RiTa
index
Name RiParser
Description Tree-based parser for recursive syntactic annotations, e.g., noun-phrases, using the Penn conventions.
An example:
     String s = "The black cat crossed my path.";
     RiParser parser = new RiParser();
     String result = parser.parse(s);
     System.out.println(result);
Note: to use this object, first download the rita statistical models (rita.me.models.zip) and unpack them into the 'rita' directory in your libraries directory within your processing sketchbook, e.g., $SKETCH_PAD/libraries/rita/models. You may also specify an alternative directory (an absolute path) for the models via RiTa.setModelDir();

This object is most useful when used with the RiTaServer as it can take significant time to load the necessary statisical models.

Primarily just a wrapper for the OpenNLP(http://opennlp.sourceforge.net) parser with some minor modifications/simplifications.

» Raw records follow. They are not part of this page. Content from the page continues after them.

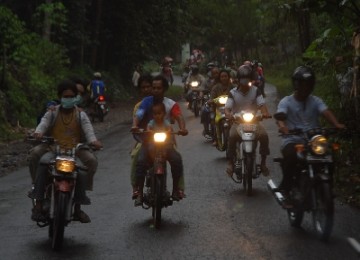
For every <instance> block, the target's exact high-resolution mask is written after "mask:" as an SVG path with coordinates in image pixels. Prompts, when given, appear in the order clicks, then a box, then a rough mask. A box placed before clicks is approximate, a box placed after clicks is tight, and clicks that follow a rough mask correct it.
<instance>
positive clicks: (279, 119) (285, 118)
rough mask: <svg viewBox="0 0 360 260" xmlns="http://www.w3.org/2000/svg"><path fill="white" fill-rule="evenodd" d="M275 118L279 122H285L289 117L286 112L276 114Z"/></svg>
mask: <svg viewBox="0 0 360 260" xmlns="http://www.w3.org/2000/svg"><path fill="white" fill-rule="evenodd" d="M274 118H275V119H276V120H279V121H285V120H286V118H287V115H286V114H285V113H284V112H278V113H275V114H274Z"/></svg>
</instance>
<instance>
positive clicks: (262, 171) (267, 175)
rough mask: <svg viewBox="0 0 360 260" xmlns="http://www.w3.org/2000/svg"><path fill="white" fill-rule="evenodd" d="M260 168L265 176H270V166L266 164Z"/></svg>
mask: <svg viewBox="0 0 360 260" xmlns="http://www.w3.org/2000/svg"><path fill="white" fill-rule="evenodd" d="M260 170H261V174H262V175H263V176H269V174H270V172H269V169H268V167H266V165H261V166H260Z"/></svg>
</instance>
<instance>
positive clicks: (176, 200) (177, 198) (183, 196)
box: [171, 190, 186, 201]
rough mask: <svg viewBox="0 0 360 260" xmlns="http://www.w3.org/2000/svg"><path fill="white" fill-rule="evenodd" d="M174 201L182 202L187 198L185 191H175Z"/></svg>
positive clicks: (174, 191)
mask: <svg viewBox="0 0 360 260" xmlns="http://www.w3.org/2000/svg"><path fill="white" fill-rule="evenodd" d="M171 197H172V199H173V200H175V201H180V200H182V199H183V198H185V197H186V196H185V194H184V191H182V190H177V191H173V193H172V195H171Z"/></svg>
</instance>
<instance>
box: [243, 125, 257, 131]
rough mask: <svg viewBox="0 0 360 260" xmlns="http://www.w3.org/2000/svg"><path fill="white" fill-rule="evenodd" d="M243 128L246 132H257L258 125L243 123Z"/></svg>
mask: <svg viewBox="0 0 360 260" xmlns="http://www.w3.org/2000/svg"><path fill="white" fill-rule="evenodd" d="M242 129H243V130H244V131H245V132H255V130H256V125H253V124H244V125H242Z"/></svg>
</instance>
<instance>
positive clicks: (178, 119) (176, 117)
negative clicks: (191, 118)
mask: <svg viewBox="0 0 360 260" xmlns="http://www.w3.org/2000/svg"><path fill="white" fill-rule="evenodd" d="M170 114H171V117H172V118H174V119H175V120H176V121H177V123H178V126H179V129H180V131H179V132H181V133H182V134H183V135H187V134H188V130H187V129H186V126H185V120H184V117H183V115H182V113H181V110H180V107H179V104H178V103H176V104H175V105H174V106H173V107H172V109H171V112H170Z"/></svg>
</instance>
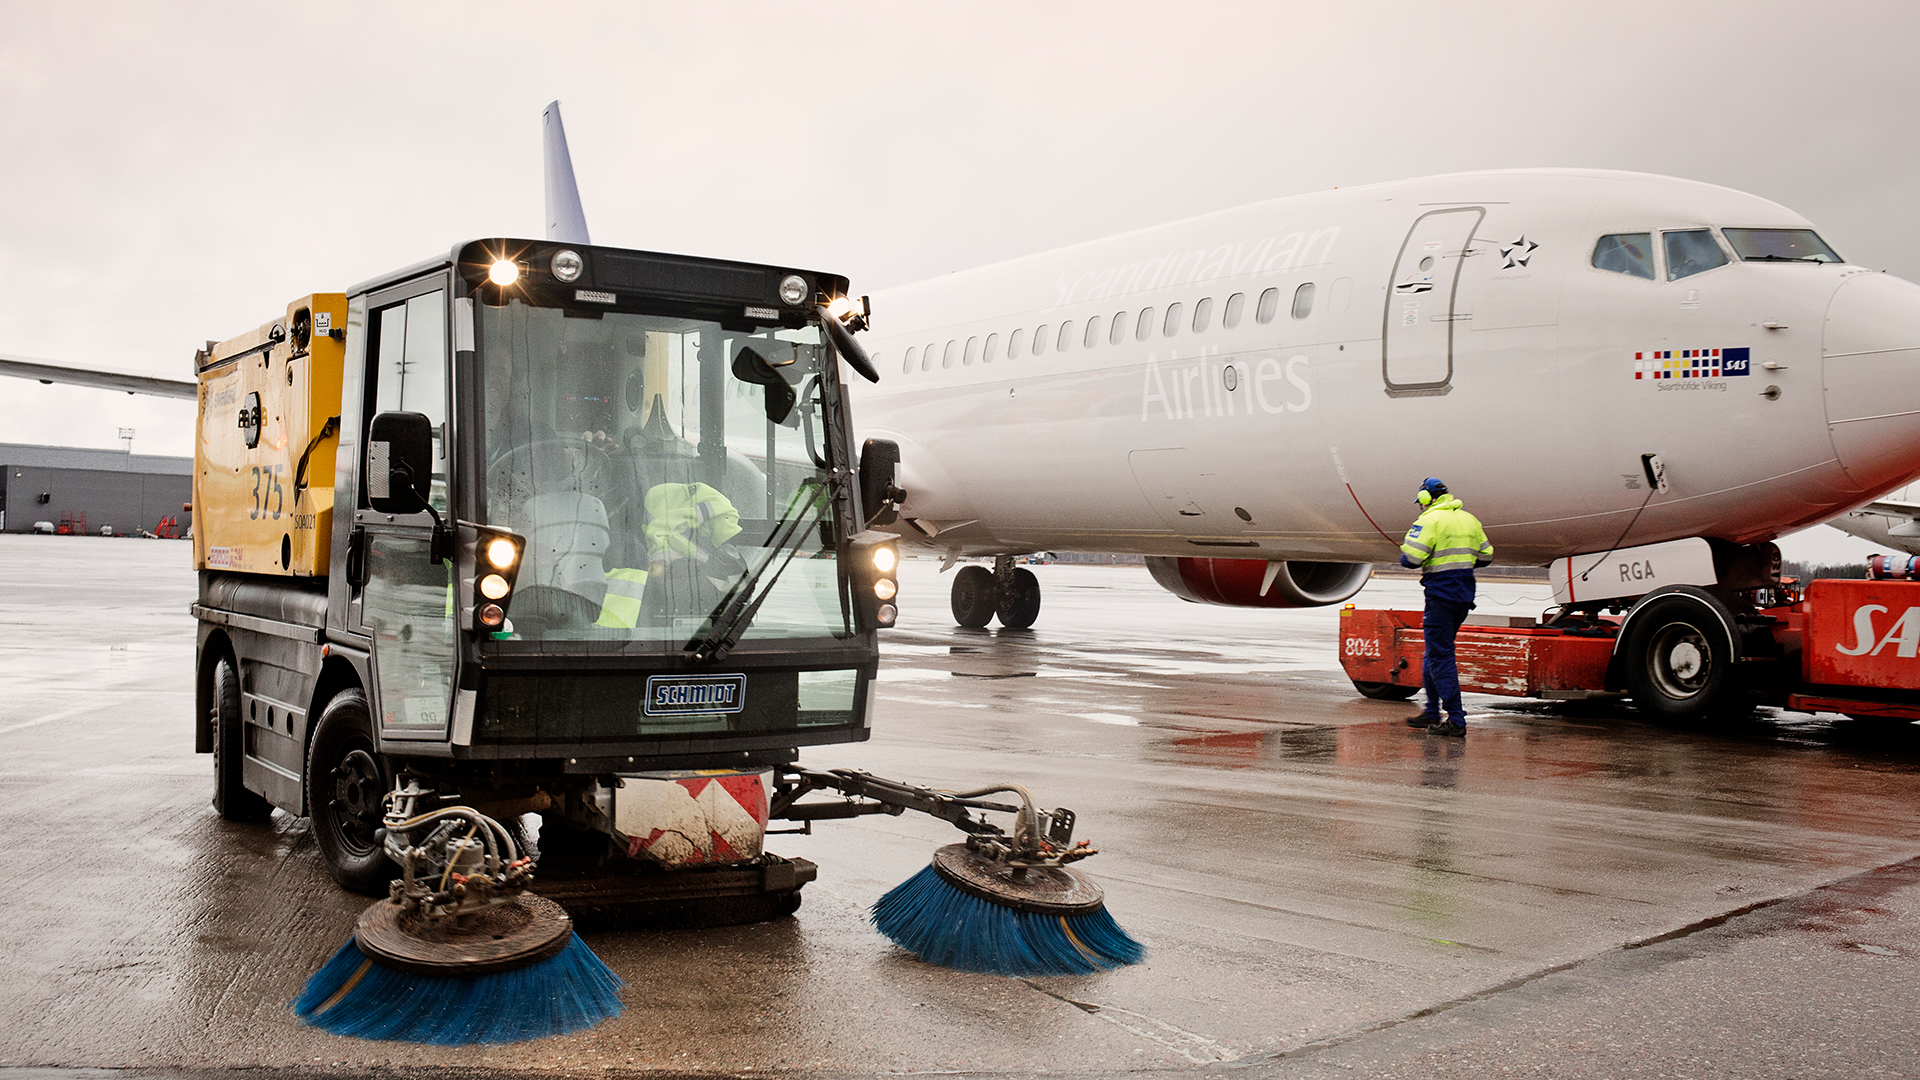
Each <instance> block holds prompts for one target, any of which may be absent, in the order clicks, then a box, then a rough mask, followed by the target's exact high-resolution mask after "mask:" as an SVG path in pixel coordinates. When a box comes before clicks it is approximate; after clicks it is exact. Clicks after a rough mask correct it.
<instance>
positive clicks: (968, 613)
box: [952, 567, 995, 630]
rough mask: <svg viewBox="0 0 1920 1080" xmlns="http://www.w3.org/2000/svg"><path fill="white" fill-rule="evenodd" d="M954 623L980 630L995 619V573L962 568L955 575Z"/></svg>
mask: <svg viewBox="0 0 1920 1080" xmlns="http://www.w3.org/2000/svg"><path fill="white" fill-rule="evenodd" d="M952 605H954V623H960V625H962V626H970V628H973V630H979V628H981V626H985V625H987V623H989V621H991V619H993V607H995V588H993V571H989V569H987V567H960V573H956V575H954V590H952Z"/></svg>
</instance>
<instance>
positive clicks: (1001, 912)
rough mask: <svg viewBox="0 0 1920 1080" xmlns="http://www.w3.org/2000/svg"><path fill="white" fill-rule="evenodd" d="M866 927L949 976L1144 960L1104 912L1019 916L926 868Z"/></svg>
mask: <svg viewBox="0 0 1920 1080" xmlns="http://www.w3.org/2000/svg"><path fill="white" fill-rule="evenodd" d="M872 919H874V926H876V928H877V930H879V932H881V934H885V936H887V938H891V940H893V942H895V944H897V945H900V947H902V949H906V951H910V953H914V955H916V957H920V959H924V961H927V963H935V965H941V967H950V969H954V970H977V972H985V974H1092V972H1098V970H1108V969H1116V967H1121V965H1133V963H1140V959H1142V957H1144V955H1146V949H1144V947H1140V944H1139V942H1135V940H1133V938H1129V936H1127V932H1125V930H1121V928H1119V924H1117V922H1114V917H1112V915H1108V913H1106V907H1098V909H1094V911H1089V913H1085V915H1041V913H1035V911H1020V909H1016V907H1006V905H1000V903H993V901H987V899H981V897H977V896H973V894H970V892H962V890H958V888H954V886H952V884H948V882H947V878H943V876H939V872H935V871H933V867H925V869H924V871H920V872H918V874H914V876H910V878H906V880H904V882H900V884H897V886H895V888H893V892H889V894H887V896H883V897H879V901H877V903H876V905H874V911H872Z"/></svg>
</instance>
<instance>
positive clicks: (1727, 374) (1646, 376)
mask: <svg viewBox="0 0 1920 1080" xmlns="http://www.w3.org/2000/svg"><path fill="white" fill-rule="evenodd" d="M1747 352H1749V350H1743V348H1668V350H1655V352H1636V354H1634V379H1726V377H1730V375H1751V373H1753V361H1751V359H1749V357H1747Z"/></svg>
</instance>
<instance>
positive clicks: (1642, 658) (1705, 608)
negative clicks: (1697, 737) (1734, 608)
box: [1626, 596, 1741, 723]
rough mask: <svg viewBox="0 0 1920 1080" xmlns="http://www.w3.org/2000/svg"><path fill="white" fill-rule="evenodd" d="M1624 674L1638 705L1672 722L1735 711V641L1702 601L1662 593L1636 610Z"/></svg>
mask: <svg viewBox="0 0 1920 1080" xmlns="http://www.w3.org/2000/svg"><path fill="white" fill-rule="evenodd" d="M1626 665H1628V671H1626V678H1628V686H1630V688H1632V692H1634V705H1638V707H1640V709H1642V711H1644V713H1647V715H1651V717H1655V719H1661V721H1668V723H1695V721H1705V719H1711V717H1718V715H1724V713H1730V711H1734V707H1736V705H1738V703H1740V698H1741V696H1740V686H1738V682H1736V675H1734V644H1732V642H1730V640H1728V634H1726V628H1724V626H1722V625H1720V621H1718V619H1715V617H1713V611H1709V609H1707V607H1705V605H1703V603H1699V601H1693V600H1686V598H1678V596H1676V598H1661V600H1655V601H1653V603H1649V605H1645V609H1642V611H1636V613H1634V615H1632V628H1630V632H1628V642H1626Z"/></svg>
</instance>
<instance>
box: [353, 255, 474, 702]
mask: <svg viewBox="0 0 1920 1080" xmlns="http://www.w3.org/2000/svg"><path fill="white" fill-rule="evenodd" d="M367 307H369V315H367V380H369V384H371V386H369V392H367V402H369V407H367V413H365V423H367V425H371V423H372V417H374V415H378V413H386V411H407V413H424V415H426V419H428V421H430V423H432V425H434V477H432V496H430V502H432V505H434V509H436V511H438V513H440V517H442V519H445V517H447V505H449V500H447V438H449V432H447V294H445V286H444V282H440V281H432V282H428V284H413V286H405V288H397V290H392V292H388V294H380V296H374V298H371V300H369V306H367ZM359 444H361V455H363V459H361V475H363V477H365V475H367V473H365V469H367V461H365V455H367V452H369V444H367V430H365V427H363V429H361V438H359ZM359 490H361V505H359V507H357V511H355V527H357V530H359V538H357V540H359V552H361V565H363V567H365V569H363V571H361V575H359V577H361V580H363V582H365V584H361V586H359V590H357V592H359V596H357V600H359V603H355V605H351V607H349V609H351V611H357V615H359V626H357V628H359V630H361V632H365V634H367V636H371V638H372V673H374V700H372V715H374V723H376V724H378V728H380V738H382V740H407V738H426V740H438V738H445V734H447V707H449V701H451V696H453V667H455V651H453V650H455V630H453V571H451V567H447V565H445V563H440V561H434V559H432V557H430V555H432V540H434V519H432V515H426V513H417V515H411V517H390V515H384V513H372V511H371V509H367V496H365V490H367V484H365V482H363V484H361V486H359Z"/></svg>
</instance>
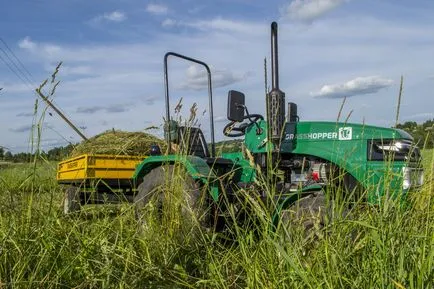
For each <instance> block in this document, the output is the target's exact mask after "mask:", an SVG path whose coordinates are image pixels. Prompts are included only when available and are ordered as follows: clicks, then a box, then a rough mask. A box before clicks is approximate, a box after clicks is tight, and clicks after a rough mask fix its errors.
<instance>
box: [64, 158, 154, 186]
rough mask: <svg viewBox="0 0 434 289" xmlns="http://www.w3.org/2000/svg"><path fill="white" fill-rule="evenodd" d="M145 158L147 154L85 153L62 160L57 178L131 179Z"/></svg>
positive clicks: (72, 179)
mask: <svg viewBox="0 0 434 289" xmlns="http://www.w3.org/2000/svg"><path fill="white" fill-rule="evenodd" d="M145 158H146V156H120V155H119V156H117V155H98V154H84V155H80V156H77V157H73V158H70V159H67V160H65V161H62V162H60V163H59V164H58V166H57V180H58V181H77V180H87V179H106V180H119V179H131V178H132V176H133V174H134V171H135V169H136V166H137V165H138V164H139V163H140V162H142V161H143V160H144V159H145Z"/></svg>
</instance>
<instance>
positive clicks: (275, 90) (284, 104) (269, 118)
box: [266, 22, 285, 152]
mask: <svg viewBox="0 0 434 289" xmlns="http://www.w3.org/2000/svg"><path fill="white" fill-rule="evenodd" d="M271 80H272V89H271V91H270V92H269V93H268V94H267V100H266V103H267V122H268V137H269V139H271V141H272V142H273V144H274V152H278V151H279V150H280V142H281V137H282V130H283V129H284V125H285V93H284V92H282V91H281V90H280V89H279V60H278V48H277V23H276V22H273V23H271Z"/></svg>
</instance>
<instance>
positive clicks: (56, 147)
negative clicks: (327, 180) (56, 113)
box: [0, 119, 434, 163]
mask: <svg viewBox="0 0 434 289" xmlns="http://www.w3.org/2000/svg"><path fill="white" fill-rule="evenodd" d="M396 128H399V129H402V130H405V131H406V132H408V133H409V134H411V135H412V136H413V138H414V141H415V143H417V145H418V146H419V147H421V148H426V149H431V148H434V119H431V120H427V121H425V122H424V123H422V124H418V123H416V122H414V121H407V122H404V123H402V124H398V125H397V126H396ZM241 142H242V141H241V140H229V141H222V142H219V143H217V147H221V149H222V150H223V151H225V152H229V151H239V150H240V149H241ZM73 149H74V145H73V144H69V145H67V146H61V147H55V148H53V149H50V150H48V151H47V152H45V151H42V152H40V153H38V156H40V157H42V158H44V159H46V160H49V161H60V160H63V159H65V158H67V157H68V156H69V155H70V153H71V152H72V150H73ZM34 158H35V153H23V152H21V153H16V154H13V153H11V152H10V151H7V150H6V149H5V148H4V147H2V146H0V160H1V161H6V162H16V163H23V162H30V161H32V160H34Z"/></svg>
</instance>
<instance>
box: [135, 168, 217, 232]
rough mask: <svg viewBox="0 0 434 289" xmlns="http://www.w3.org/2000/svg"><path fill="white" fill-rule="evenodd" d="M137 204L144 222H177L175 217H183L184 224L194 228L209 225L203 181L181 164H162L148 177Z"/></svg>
mask: <svg viewBox="0 0 434 289" xmlns="http://www.w3.org/2000/svg"><path fill="white" fill-rule="evenodd" d="M134 204H135V212H136V218H137V219H138V220H139V222H140V223H141V224H147V223H150V222H148V221H149V220H146V218H154V221H158V222H163V223H164V222H172V221H175V223H176V221H177V220H175V219H174V218H180V219H178V220H179V221H181V222H180V223H182V226H187V224H188V226H187V227H190V228H191V226H196V227H198V226H197V225H199V226H200V227H205V226H207V225H208V224H209V222H208V219H209V215H210V214H209V213H207V212H206V208H207V198H206V194H201V190H200V186H199V184H198V183H197V182H196V181H195V180H194V179H193V178H192V177H191V176H190V175H189V174H188V173H186V172H185V170H184V169H183V168H181V167H178V166H174V165H169V166H160V167H157V168H154V169H153V170H151V171H150V172H149V173H148V174H147V175H146V176H144V178H143V182H142V183H141V184H140V185H139V186H138V193H137V195H136V197H135V198H134ZM149 211H152V212H151V213H152V214H149V213H150V212H149ZM155 217H156V218H155ZM167 224H169V223H166V225H167ZM171 224H173V223H170V224H169V225H171Z"/></svg>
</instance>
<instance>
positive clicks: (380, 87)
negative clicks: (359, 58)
mask: <svg viewBox="0 0 434 289" xmlns="http://www.w3.org/2000/svg"><path fill="white" fill-rule="evenodd" d="M392 83H393V80H391V79H386V78H382V77H379V76H367V77H357V78H355V79H352V80H350V81H347V82H345V83H339V84H327V85H324V86H323V87H321V89H320V90H319V91H318V92H313V93H311V95H312V96H315V97H322V98H343V97H351V96H355V95H361V94H370V93H376V92H378V91H379V90H381V89H383V88H386V87H389V86H390V85H392Z"/></svg>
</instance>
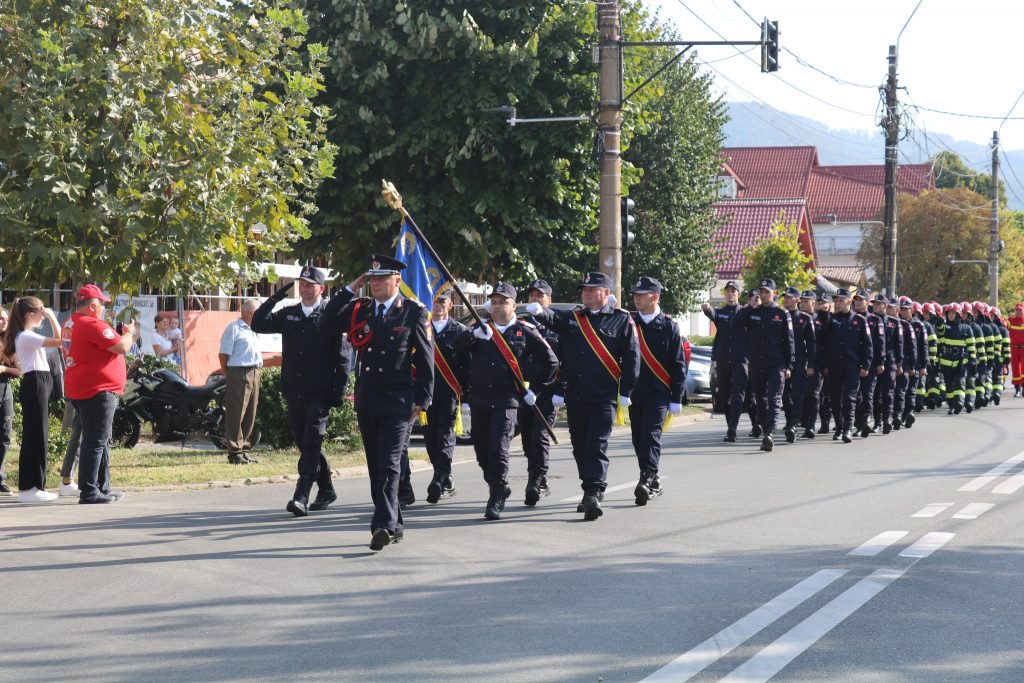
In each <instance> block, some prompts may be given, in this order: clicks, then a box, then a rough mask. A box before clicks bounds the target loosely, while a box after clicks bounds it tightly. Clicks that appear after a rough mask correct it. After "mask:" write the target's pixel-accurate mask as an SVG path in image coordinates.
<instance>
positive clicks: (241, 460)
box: [218, 299, 263, 465]
mask: <svg viewBox="0 0 1024 683" xmlns="http://www.w3.org/2000/svg"><path fill="white" fill-rule="evenodd" d="M257 308H259V301H257V300H256V299H246V300H245V301H244V302H243V304H242V311H241V317H239V319H237V321H234V322H233V323H231V324H230V325H228V326H227V328H225V329H224V333H223V334H222V335H221V336H220V353H219V354H218V357H219V358H220V371H221V372H222V373H223V375H224V378H225V379H226V380H227V391H226V393H225V395H224V435H225V436H226V437H227V462H229V463H231V464H233V465H245V464H247V463H255V462H256V460H254V459H253V458H252V457H251V456H250V454H249V450H250V449H252V445H253V444H252V435H253V428H254V427H255V426H256V407H257V405H258V404H259V369H260V368H262V367H263V355H262V354H261V353H260V352H259V349H258V348H257V347H256V333H255V332H253V330H252V328H251V327H249V326H250V324H252V322H253V314H254V313H255V312H256V309H257Z"/></svg>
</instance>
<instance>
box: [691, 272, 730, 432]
mask: <svg viewBox="0 0 1024 683" xmlns="http://www.w3.org/2000/svg"><path fill="white" fill-rule="evenodd" d="M722 294H723V295H724V296H725V303H724V304H722V305H721V306H719V307H718V308H712V307H711V304H710V303H708V302H707V301H706V302H705V303H702V304H700V308H701V310H703V314H705V315H707V316H708V319H710V321H711V322H712V323H714V324H715V341H714V342H712V346H711V361H712V365H713V366H714V368H715V379H716V385H715V393H714V395H713V396H712V410H713V411H714V412H715V413H722V414H723V415H724V414H728V412H729V397H730V396H731V395H732V393H731V392H732V368H733V364H734V362H735V354H734V352H733V348H732V346H733V343H734V342H733V336H732V318H733V317H735V315H736V313H737V312H738V311H739V286H738V285H736V282H735V281H733V280H730V281H729V282H727V283H726V284H725V287H723V288H722Z"/></svg>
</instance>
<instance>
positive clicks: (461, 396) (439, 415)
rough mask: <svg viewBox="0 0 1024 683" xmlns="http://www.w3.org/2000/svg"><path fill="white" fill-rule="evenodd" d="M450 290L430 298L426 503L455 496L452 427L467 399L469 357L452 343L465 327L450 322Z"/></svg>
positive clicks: (453, 428) (450, 309) (451, 290)
mask: <svg viewBox="0 0 1024 683" xmlns="http://www.w3.org/2000/svg"><path fill="white" fill-rule="evenodd" d="M451 312H452V290H451V289H447V288H445V289H444V290H442V291H441V292H440V293H438V294H437V295H435V296H434V305H433V307H432V309H431V316H430V325H431V326H432V327H433V329H434V396H433V399H432V400H431V401H430V408H428V409H427V424H426V425H425V426H424V429H423V441H424V444H425V445H426V447H427V456H428V457H429V458H430V464H431V465H432V466H433V468H434V476H433V477H432V478H431V479H430V483H429V484H428V485H427V503H430V504H431V505H433V504H435V503H437V502H438V501H440V500H441V499H444V498H452V497H453V496H455V482H454V481H453V480H452V458H453V456H454V455H455V443H456V441H455V424H456V417H457V416H458V415H459V410H460V409H461V407H462V403H463V402H464V401H466V400H467V398H468V389H469V354H468V353H466V352H465V351H457V350H456V349H455V340H456V338H457V337H458V336H459V335H461V334H462V333H463V332H465V331H466V326H465V325H463V324H462V323H460V322H459V321H456V319H453V318H452V316H451V315H450V313H451Z"/></svg>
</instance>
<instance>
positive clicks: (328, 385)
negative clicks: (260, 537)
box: [249, 265, 349, 517]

For more info see: Berger & Della Pietra's paper: 'A Maximum
Entropy Approach to Natural Language Processing', which
provides a good introduction to the maxent framework.

The full tag set follows:

  • S - simple declarative clause, i.e. one that is not introduced by a (possible empty) subordinating conjunction or a wh-word and that does not exhibit subject-verb inversion.
  • SBAR - Clause introduced by a (possibly empty) subordinating conjunction.
  • SBARQ - Direct question introduced by a wh-word or a wh-phrase. Indirect questions and relative clauses should be bracketed as SBAR, not SBARQ.
  • SINV - Inverted declarative sentence, i.e. one in which the subject follows the tensed verb or modal.
  • SQ - Inverted yes/no question, or main clause of a wh-question, following the wh-phrase in SBARQ.
  • Phrase Level
  • ADJP - Adjective Phrase.
  • ADVP - Adverb Phrase.
  • CONJP - Conjunction Phrase.
  • FRAG - Fragment.
  • INTJ - Interjection. Corresponds approximately to the part-of-speech tag UH.
  • LST - List marker. Includes surrounding punctuation.
  • NAC - Not a Constituent; used to show the scope of certain prenominal modifiers within an NP.
  • NP - Noun Phrase.
  • NX - Used within certain complex NPs to mark the head of the NP. Corresponds very roughly to N-bar level but used quite differently.
  • PP - Prepositional Phrase.
  • PRN - Parenthetical.
  • PRT - Particle. Category for words that should be tagged RP.
  • QP - Quantifier Phrase (i.e. complex measure/amount phrase); used within NP.
  • RRC - Reduced Relative Clause.
  • UCP - Unlike Coordinated Phrase.
  • VP - Vereb Phrase.
  • WHADJP - Wh-adjective Phrase. Adjectival phrase containing a wh-adverb, as in how hot.
  • WHAVP - Wh-adverb Phrase. Introduces a clause with an NP gap. May be null (containing the 0 complementizer) or lexical, containing a wh-adverb such as how or why.
  • WHNP - Wh-noun Phrase. Introduces a clause with an NP gap. May be null (containing the 0 complementizer) or lexical, containing some wh-word, e.g. who, which book, whose daughter, none of which, or how many leopards.
  • WHPP - Wh-prepositional Phrase. Prepositional phrase containing a wh-noun phrase (such as of which or by whose authority) that either introduces a PP gap or is contained by a WHNP.
  • X - Unknown,simple
Constructors
RiParser(pApplet);
Methods
parse()   Returns the String of the most probable parse using Penn Treebank-style formatting with or without indents depending on the paramater indent.

Usage Web & Application